After supper, “the noble Lord and Colonel being alone, he broke the busines unto the Colonel with these words, sighing: ‘The King of England, my maister, your maister, and the maister of all good Englishman, is neere you, and in great distresse. Can you helpe us to a boate?’ The Colonel, looking very sadly, after some pause said, ‘Is he well? Is he safe?’ He said ‘Yeas.’ The Colonel replyed, ‘God be blessed.”
Wilmot told Gounter that the plan when he had left Salisbury was that the king should be brought to Gounter’s house on Wednesday.
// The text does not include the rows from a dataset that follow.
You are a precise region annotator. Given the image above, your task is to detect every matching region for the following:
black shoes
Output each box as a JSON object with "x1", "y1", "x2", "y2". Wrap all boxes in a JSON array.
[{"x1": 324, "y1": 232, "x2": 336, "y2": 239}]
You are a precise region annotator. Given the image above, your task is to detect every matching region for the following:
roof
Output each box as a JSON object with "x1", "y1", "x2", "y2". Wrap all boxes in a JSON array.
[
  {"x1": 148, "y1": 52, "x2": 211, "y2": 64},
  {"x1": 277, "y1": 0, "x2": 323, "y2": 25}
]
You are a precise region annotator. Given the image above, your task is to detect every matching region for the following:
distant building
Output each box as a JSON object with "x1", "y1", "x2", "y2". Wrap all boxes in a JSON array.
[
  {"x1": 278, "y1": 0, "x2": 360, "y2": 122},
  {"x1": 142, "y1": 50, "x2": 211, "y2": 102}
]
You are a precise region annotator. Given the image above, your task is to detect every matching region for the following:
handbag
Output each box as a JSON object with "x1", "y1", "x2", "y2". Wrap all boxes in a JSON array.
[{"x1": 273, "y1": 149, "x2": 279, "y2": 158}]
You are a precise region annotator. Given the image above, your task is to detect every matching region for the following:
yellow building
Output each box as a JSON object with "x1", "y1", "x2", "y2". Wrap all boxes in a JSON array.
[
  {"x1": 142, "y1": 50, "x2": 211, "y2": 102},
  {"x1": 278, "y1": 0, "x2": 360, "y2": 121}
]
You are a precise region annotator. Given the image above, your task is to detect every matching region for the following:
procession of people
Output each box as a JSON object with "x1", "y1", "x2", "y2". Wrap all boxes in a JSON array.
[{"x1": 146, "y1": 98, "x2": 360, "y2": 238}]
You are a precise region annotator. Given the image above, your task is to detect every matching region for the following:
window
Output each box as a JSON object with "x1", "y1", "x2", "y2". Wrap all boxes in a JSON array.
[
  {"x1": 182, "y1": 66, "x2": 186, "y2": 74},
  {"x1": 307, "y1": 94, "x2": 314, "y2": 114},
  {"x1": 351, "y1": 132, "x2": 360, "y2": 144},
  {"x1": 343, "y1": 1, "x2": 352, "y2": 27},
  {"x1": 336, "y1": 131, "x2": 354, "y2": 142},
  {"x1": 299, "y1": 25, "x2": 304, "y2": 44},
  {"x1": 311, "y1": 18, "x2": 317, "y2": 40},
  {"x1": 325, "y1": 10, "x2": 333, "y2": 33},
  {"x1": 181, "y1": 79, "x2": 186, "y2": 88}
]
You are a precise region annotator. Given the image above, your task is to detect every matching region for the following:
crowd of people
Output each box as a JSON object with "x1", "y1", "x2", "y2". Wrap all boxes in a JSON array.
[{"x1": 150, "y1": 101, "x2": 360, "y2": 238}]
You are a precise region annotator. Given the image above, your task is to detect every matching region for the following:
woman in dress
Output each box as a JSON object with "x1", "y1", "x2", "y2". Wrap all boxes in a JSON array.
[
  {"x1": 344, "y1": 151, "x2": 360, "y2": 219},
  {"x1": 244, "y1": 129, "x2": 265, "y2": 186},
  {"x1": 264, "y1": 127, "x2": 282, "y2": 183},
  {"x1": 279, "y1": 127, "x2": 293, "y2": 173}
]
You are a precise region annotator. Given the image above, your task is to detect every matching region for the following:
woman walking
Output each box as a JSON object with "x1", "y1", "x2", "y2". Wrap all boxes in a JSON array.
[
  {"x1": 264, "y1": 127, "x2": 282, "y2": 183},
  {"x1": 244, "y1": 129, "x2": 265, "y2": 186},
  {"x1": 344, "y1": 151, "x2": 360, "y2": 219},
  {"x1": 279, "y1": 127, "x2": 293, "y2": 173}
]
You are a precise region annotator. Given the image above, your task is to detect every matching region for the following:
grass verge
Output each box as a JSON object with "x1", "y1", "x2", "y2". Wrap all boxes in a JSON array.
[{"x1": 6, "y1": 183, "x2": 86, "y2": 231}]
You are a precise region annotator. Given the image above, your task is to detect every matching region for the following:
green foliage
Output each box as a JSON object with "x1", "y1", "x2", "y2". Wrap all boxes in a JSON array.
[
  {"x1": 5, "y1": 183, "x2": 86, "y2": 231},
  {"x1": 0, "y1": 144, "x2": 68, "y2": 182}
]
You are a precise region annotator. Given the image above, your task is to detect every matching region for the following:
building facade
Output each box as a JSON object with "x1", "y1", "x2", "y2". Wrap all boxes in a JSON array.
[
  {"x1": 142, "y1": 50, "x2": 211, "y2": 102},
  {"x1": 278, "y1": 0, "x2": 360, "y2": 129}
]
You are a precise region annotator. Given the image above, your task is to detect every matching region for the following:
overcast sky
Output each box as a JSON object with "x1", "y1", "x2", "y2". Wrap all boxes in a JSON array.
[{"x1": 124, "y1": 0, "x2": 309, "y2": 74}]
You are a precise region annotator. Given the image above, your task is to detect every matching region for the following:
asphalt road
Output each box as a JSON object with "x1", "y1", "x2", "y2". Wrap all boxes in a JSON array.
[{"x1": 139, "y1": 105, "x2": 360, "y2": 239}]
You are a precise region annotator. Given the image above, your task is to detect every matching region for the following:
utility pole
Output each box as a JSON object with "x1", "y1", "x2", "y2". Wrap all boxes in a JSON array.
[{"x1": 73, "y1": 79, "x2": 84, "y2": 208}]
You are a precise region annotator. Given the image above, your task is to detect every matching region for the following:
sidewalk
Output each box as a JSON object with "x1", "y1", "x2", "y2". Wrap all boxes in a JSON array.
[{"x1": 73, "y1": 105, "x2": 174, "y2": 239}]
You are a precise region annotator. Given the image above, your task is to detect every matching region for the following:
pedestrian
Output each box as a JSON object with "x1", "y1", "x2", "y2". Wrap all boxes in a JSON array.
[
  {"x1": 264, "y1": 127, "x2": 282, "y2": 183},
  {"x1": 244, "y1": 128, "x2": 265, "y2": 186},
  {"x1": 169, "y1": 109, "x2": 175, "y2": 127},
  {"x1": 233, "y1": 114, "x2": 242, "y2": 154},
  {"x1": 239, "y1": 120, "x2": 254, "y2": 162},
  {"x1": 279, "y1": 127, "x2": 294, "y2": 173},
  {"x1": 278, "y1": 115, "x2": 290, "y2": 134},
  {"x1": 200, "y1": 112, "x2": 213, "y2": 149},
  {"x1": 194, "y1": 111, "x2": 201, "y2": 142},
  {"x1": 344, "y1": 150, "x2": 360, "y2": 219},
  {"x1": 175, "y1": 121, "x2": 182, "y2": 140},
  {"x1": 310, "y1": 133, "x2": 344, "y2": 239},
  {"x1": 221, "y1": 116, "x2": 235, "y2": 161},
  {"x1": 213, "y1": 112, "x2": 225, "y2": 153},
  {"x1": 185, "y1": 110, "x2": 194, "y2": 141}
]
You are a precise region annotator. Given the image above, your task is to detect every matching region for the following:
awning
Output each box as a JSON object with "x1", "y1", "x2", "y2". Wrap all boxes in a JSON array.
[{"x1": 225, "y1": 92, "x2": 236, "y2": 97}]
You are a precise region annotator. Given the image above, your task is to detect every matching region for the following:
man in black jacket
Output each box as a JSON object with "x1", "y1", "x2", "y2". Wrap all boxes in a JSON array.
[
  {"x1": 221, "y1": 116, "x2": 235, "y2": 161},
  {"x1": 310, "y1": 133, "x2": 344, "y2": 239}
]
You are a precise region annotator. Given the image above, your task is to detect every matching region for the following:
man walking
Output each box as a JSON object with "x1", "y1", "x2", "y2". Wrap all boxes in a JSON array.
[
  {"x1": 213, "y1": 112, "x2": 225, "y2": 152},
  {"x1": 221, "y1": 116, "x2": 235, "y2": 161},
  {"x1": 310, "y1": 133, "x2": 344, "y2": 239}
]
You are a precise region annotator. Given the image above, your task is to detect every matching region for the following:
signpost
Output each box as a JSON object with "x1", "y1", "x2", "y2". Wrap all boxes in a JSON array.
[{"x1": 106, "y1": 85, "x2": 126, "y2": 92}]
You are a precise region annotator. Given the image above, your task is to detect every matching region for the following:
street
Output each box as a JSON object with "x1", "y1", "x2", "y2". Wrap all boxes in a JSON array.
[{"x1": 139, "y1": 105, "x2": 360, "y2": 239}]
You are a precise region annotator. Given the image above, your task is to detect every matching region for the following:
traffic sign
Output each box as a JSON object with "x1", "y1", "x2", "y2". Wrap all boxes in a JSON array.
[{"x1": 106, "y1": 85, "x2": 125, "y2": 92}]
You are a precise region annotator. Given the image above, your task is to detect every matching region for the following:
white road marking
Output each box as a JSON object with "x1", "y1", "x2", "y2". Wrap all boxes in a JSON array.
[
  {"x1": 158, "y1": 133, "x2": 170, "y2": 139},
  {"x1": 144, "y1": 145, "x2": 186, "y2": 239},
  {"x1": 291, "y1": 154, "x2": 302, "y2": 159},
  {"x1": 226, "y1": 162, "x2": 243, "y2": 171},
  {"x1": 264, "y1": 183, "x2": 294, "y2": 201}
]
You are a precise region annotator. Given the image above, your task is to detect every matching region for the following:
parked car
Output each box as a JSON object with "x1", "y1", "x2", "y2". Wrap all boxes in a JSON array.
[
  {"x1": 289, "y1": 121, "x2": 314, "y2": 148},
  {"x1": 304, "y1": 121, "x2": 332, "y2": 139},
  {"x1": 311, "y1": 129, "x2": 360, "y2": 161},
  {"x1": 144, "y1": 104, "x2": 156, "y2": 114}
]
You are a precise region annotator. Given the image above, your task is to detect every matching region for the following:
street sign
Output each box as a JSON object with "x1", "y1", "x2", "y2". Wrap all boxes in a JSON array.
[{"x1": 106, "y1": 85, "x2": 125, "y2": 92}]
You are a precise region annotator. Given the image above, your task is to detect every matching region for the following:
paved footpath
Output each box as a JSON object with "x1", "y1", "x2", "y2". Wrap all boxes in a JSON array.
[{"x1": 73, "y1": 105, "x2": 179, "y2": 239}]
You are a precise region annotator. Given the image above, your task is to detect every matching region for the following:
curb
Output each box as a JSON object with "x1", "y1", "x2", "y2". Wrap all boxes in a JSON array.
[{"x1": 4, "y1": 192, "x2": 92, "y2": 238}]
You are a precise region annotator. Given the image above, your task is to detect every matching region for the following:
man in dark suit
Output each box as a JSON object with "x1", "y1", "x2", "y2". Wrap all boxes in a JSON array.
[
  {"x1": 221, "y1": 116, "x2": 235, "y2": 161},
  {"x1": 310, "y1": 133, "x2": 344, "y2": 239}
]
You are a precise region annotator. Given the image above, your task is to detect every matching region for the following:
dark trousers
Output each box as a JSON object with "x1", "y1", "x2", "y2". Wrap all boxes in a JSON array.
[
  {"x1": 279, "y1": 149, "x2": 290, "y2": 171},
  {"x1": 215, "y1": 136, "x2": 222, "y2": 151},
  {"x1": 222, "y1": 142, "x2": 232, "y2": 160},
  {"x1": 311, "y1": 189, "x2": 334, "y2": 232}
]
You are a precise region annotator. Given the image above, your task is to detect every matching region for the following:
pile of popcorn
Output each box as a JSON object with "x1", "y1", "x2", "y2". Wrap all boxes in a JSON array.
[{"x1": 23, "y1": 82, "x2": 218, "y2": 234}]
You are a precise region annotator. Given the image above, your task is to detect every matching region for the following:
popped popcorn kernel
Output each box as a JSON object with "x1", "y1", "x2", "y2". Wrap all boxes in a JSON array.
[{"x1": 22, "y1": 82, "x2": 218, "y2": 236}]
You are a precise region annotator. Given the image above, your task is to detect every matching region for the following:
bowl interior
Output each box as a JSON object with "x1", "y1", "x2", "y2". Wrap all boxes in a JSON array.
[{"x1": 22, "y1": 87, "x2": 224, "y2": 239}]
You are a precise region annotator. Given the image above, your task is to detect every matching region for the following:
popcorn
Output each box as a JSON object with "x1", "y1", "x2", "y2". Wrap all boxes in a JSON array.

Gounter was very willing to help, but told Wilmot “for all he lived so neere the sea, yet there was noe man living soe little acquainted with” seafaring men, but he would do all within his power.
|Interior of Racton House in 1789|
When he left Wilmot and went to his bedroom, he found that his wife was very suspicious. She was sure that Wilmot was not the Mr. Barlow he claimed to be, and that his presence surely meant danger. He tried to reassure her that all was well and she didn’t need to worry, but she said “Shee was confident there was more in it then soe, and enough, shee doubted, to ruine him and all his family,’ … breaking out into a very great passion of weeping.”So, “the Colonel … tooke a candle, pretending to goe into the next roome; but privately to my Lord Wilmot.” He told Wilmot how upset his wife was and asked permission to let her know what was going on. Wilmot agreed. Gounter explained the situation and “wiped the teares of his ladyes eyes, whoe, smiling, said ‘Goe on, and prosper. Yet I feare you will hardly doe it.’”
|Mrs. Hyde of Heale House|
Back at Heale House, Charles was safely ensconced in a hiding hole, and no one but Mrs. Hyde and her sister knew he was there.